Suspicious deaths in nursing homes often go undetected
The number of autopsies performed in the United States has drastically dropped since the 1970s. In Kentucky nursing homes and in elder care facilities across the country, the lack of investigative measures after an elder’s death may conceal negligence or a fatal personal injury. Kentucky law requires that anyone who suspects abuse or neglect of a nursing home resident report it to Adult Protective Services, but often the damage goes undetected and unreported.

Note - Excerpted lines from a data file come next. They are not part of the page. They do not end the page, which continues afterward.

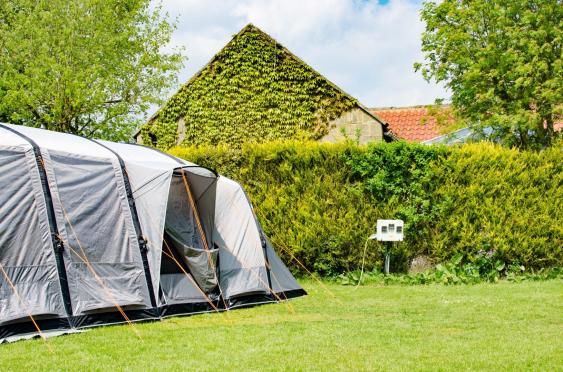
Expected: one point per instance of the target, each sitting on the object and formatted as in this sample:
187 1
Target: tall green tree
88 67
501 60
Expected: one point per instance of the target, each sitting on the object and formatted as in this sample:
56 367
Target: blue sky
367 47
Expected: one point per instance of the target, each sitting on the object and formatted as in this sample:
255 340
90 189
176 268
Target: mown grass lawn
502 326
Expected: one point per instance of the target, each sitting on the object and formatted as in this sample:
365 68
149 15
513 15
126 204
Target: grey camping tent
95 232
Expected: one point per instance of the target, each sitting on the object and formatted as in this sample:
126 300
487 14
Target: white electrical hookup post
388 231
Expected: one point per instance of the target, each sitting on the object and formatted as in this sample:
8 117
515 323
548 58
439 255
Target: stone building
255 90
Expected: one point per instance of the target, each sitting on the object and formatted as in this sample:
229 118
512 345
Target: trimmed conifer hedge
320 201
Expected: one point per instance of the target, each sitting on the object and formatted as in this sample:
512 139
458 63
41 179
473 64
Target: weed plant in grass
502 326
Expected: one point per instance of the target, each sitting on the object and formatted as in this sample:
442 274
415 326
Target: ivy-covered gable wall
254 90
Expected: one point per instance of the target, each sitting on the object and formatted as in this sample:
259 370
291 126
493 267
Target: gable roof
414 124
218 60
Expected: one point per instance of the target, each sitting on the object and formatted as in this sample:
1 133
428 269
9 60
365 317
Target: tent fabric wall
82 224
23 223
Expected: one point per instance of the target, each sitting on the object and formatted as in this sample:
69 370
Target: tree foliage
254 90
88 67
501 60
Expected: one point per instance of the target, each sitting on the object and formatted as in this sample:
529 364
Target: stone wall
357 124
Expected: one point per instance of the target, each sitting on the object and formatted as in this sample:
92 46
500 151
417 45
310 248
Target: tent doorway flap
201 263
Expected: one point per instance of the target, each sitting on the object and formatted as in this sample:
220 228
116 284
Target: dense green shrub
320 201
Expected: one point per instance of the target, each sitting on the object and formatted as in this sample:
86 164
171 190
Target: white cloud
366 48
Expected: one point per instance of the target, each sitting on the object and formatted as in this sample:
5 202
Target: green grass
502 326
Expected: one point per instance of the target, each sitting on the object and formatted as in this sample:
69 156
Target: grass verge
506 326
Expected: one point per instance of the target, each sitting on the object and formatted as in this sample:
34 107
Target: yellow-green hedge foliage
321 201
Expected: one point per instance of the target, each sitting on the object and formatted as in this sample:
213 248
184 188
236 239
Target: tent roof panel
69 143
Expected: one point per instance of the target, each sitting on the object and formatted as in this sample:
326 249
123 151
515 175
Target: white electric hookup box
390 230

According to the Centers for Disease Control and Prevention, autopsies in the U.S. fell over 50 percent, from 19.3 percent in 1972, to 8.5 percent in 2007. For people between the ages of 65 and 74, only 5 percent of deaths were autopsied. The investigative website ProPublica reported that autopsies were conducted on 2 percent of seniors who died in 2008, and less than 1 percent for those seniors in elder care facilities.
Advance age, and health conditions such as dementia, may lead some people to presume a senior has died of natural causes, when he or she may actually have been the victim of neglect or nursing home injury. Multi-media news source NPR cited a report in which almost half of the doctors surveyed in a University of Colorado study misdiagnosed the cause of death for a senior who died of injuries sustained in a fall.
The United States Census Bureau projects the population of Americans over 65 to reach 88.5 million by 2015. The growth of an aging American population may require higher standards of oversight for the prevention of fatal abuse and neglect in nursing homes, and a renewed dedication to identifying cause of death.